Par une décision du 11 avril 2018, le Conseil d'Etat statuant au contentieux a prononcé l'admission des conclusions du pourvoi de M. A...B...dirigées contre l'ordonnance n° 1705414 du 31 juillet 2017 par laquelle le juge des référés du tribunal administratif de Marseille, statuant en application de l'article L. 522-3 du code de justice administrative, a rejeté sa demande, présentée au titre de l'article L. 521-2 du même code, tendant à la suspension de la décision du 26 juin 2017 par laquelle le préfet des Bouches-du-Rhône a accordé le concours de la force publique, à compter du 1er août 2017, en vue de l'expulser d'un logement situé 8, rue Nostre Seigne à Aix-en-Provence (Bouches-du-Rhône), en tant seulement que cette ordonnance lui inflige une amende pour recours abusif d'un montant de 1 500 euros.

Par des mémoires en défense, enregistrés les 27 avril et 30 mai 2018, le ministre d'Etat, ministre de l'intérieur déclare s'en remettre à la sagesse du Conseil d'Etat sur les conclusions relatives à l'amende pour recours abusif et au rejet des conclusions présentées au titre des articles L. 761- 1 du code de justice administrative et 37 de la loi du 10 juillet 1991. Il soutient que l'Etat ne saurait être regardé comme la partie perdante dans un litige qui relève de la seule décision du juge de première instance.

Vu les autres pièces du dossier ;

Vu :

- la loi n° 91-647 du 10 juillet 1991 ;

- le code de justice administrative

Après avoir entendu en séance publique :

- le rapport de Mme Dominique Chelle, conseiller d'Etat,

- les conclusions de M. Nicolas Polge, rapporteur public.

La parole ayant été donnée, avant et après les conclusions, à la SCP Monod, Colin, Stoclet, avocat de M.B....

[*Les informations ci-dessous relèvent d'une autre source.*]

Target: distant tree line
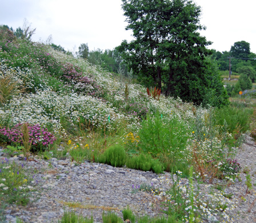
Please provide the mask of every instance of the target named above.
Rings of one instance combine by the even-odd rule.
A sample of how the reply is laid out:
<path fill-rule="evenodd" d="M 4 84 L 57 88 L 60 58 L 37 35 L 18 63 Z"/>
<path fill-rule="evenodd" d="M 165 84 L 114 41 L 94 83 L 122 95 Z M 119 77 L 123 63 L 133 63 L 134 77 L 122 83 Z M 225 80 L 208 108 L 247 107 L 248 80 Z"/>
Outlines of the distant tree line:
<path fill-rule="evenodd" d="M 229 72 L 230 60 L 231 74 L 239 75 L 238 82 L 235 85 L 227 86 L 230 96 L 252 88 L 253 83 L 256 82 L 256 54 L 250 51 L 249 43 L 244 40 L 237 42 L 229 52 L 213 51 L 221 71 Z"/>

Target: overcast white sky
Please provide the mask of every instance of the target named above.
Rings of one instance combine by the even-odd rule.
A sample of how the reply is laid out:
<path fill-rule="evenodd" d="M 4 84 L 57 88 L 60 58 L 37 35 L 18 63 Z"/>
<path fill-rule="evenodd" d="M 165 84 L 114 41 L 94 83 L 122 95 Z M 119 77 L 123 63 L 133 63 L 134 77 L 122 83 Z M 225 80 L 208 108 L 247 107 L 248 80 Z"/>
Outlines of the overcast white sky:
<path fill-rule="evenodd" d="M 202 35 L 213 42 L 209 48 L 229 51 L 235 42 L 250 43 L 256 53 L 255 0 L 194 0 L 202 7 Z M 65 50 L 113 49 L 132 39 L 126 31 L 121 0 L 1 0 L 0 24 L 22 27 L 26 18 L 36 28 L 34 41 L 53 42 Z"/>

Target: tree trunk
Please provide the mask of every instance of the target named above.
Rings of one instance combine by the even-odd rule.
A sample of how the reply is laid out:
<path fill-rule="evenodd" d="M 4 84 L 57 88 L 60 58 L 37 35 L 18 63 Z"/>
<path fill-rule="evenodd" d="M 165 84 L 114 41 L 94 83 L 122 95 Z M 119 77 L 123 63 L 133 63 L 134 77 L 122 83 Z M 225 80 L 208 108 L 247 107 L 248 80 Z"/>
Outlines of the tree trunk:
<path fill-rule="evenodd" d="M 158 66 L 157 67 L 157 87 L 158 89 L 161 89 L 162 88 L 162 76 L 161 76 L 161 68 Z"/>

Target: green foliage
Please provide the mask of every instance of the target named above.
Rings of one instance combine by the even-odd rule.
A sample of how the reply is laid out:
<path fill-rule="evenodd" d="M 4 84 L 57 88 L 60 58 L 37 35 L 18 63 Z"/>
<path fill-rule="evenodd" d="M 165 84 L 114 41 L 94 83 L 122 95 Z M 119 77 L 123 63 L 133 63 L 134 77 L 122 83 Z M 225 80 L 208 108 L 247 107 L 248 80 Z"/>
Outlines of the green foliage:
<path fill-rule="evenodd" d="M 248 58 L 250 53 L 250 43 L 243 40 L 236 42 L 231 47 L 230 53 L 236 58 Z"/>
<path fill-rule="evenodd" d="M 115 145 L 109 147 L 103 153 L 106 163 L 113 167 L 121 167 L 125 165 L 127 155 L 123 147 Z"/>
<path fill-rule="evenodd" d="M 61 218 L 61 221 L 58 221 L 59 223 L 93 223 L 93 216 L 91 219 L 82 216 L 78 216 L 75 212 L 64 212 L 63 216 Z"/>
<path fill-rule="evenodd" d="M 108 212 L 107 214 L 103 212 L 102 213 L 103 223 L 123 223 L 123 220 L 115 213 Z"/>
<path fill-rule="evenodd" d="M 254 83 L 256 79 L 256 72 L 253 67 L 244 66 L 237 69 L 239 74 L 246 74 L 251 81 Z"/>
<path fill-rule="evenodd" d="M 127 160 L 126 167 L 131 169 L 141 169 L 143 171 L 153 171 L 155 173 L 161 173 L 163 167 L 158 160 L 153 159 L 149 154 L 141 153 Z"/>
<path fill-rule="evenodd" d="M 249 108 L 226 106 L 214 110 L 214 124 L 225 127 L 229 133 L 240 135 L 250 129 L 250 116 L 253 110 Z"/>
<path fill-rule="evenodd" d="M 129 220 L 131 223 L 135 223 L 135 216 L 133 214 L 133 212 L 129 209 L 129 206 L 127 209 L 123 210 L 123 221 Z"/>
<path fill-rule="evenodd" d="M 246 74 L 242 73 L 240 75 L 238 82 L 240 84 L 240 87 L 242 91 L 245 90 L 250 90 L 253 87 L 253 83 L 250 78 L 248 77 Z"/>
<path fill-rule="evenodd" d="M 118 48 L 143 84 L 197 104 L 227 104 L 217 67 L 207 59 L 211 43 L 197 31 L 203 29 L 200 7 L 189 1 L 158 2 L 150 7 L 146 0 L 122 2 L 126 29 L 135 40 L 123 41 Z"/>
<path fill-rule="evenodd" d="M 139 147 L 145 152 L 155 156 L 175 153 L 186 147 L 189 138 L 186 124 L 175 116 L 161 117 L 159 113 L 148 115 L 141 123 Z"/>
<path fill-rule="evenodd" d="M 31 177 L 27 176 L 24 164 L 10 163 L 7 158 L 0 163 L 0 198 L 3 204 L 15 204 L 26 206 L 33 200 Z"/>

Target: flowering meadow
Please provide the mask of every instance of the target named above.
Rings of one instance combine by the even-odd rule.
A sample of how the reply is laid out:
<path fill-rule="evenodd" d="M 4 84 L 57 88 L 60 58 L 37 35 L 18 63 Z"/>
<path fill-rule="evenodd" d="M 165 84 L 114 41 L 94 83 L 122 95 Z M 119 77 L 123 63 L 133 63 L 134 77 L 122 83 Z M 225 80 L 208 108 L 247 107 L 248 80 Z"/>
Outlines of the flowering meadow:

1. Considérant qu'il ressort des pièces du dossier soumis au juge des référés du tribunal administratif de Marseille que, par une décision du 26 juin 2017, le préfet des Bouches-du-Rhône a accordé le concours de la force publique en vue de l'expulsion de M. B...d'un logement qu'il occupait ; que le juge des référés du tribunal administratif a rejeté une demande de l'intéressé tendant à la suspension de l'exécution de cette décision, présentée sur le fondement de l'article L. 521-1 du code de justice administrative ; que M. B...a alors présenté une demande ayant le même objet sur le fondement de l'article L. 521-2 du même code ; que, par une ordonnance du 31 juillet 2017, le juge des référés a rejeté cette demande et a condamné le requérant à une amende pour recours abusif ; que, par une décision du 11 avril 2018, le Conseil d'Etat, statuant au contentieux, a prononcé l'admission des conclusions du pourvoi de M. B... dirigé contre cette ordonnance en tant qu'elle lui inflige une amende pour recours abusif ;

2. Considérant qu'aux termes de l'article R. 741-12 du code de justice administrative : " Le juge peut infliger à l'auteur d'une requête qu'il estime abusive une amende dont le montant ne peut excéder 10 000 euros " ; qu'alors notamment que, contrairement à ce qu'a relevé le juge des référés, M. B...avait soulevé, à l'appui de sa seconde demande en référé, un moyen nouveau tiré de la violation de l'article 3 de la convention européenne de sauvegarde des droits de l'homme et des libertés fondamentales, cette demande ne pouvait, dans les circonstances de l'espèce, être regardée comme abusive ; qu'ainsi, la condamnation du requérant à une amende pour recours abusif repose sur une erreur de qualification juridique ; que l'ordonnance attaquée doit, par suite, être annulée en tant qu'elle prononce cette condamnation ;

3. Considérant que M. B...a obtenu le bénéfice de l'aide juridictionnelle ; que, par suite, son avocat peut se prévaloir des dispositions des articles L. 761-1 du code de justice administrative et 37 de la loi du 10 juillet 1991 ; que, contrairement à ce que soutient le ministre de l'intérieur, la circonstance que le prononcé d'une amende pour recours abusif relève des pouvoirs propres du juge ne fait pas obstacle à ce que l'Etat soit regardé comme la partie perdante dans la présente instance ; qu'il y a lieu, dans les circonstances de l'espèce, de mettre à la charge de l'Etat la somme de 1 500 euros à verser à la SCP Monod, Colin, Stoclet, avocat de M.B..., sous réserve que celle-ci renonce à percevoir la somme correspondant à la part contributive de l'Etat ;

D E C I D E :

--------------

Article 1er : L'ordonnance du 31 juillet 2017 du juge des référés du tribunal administratif de Marseille est annulée en tant qu'elle inflige à M. B...une amende pour recours abusif.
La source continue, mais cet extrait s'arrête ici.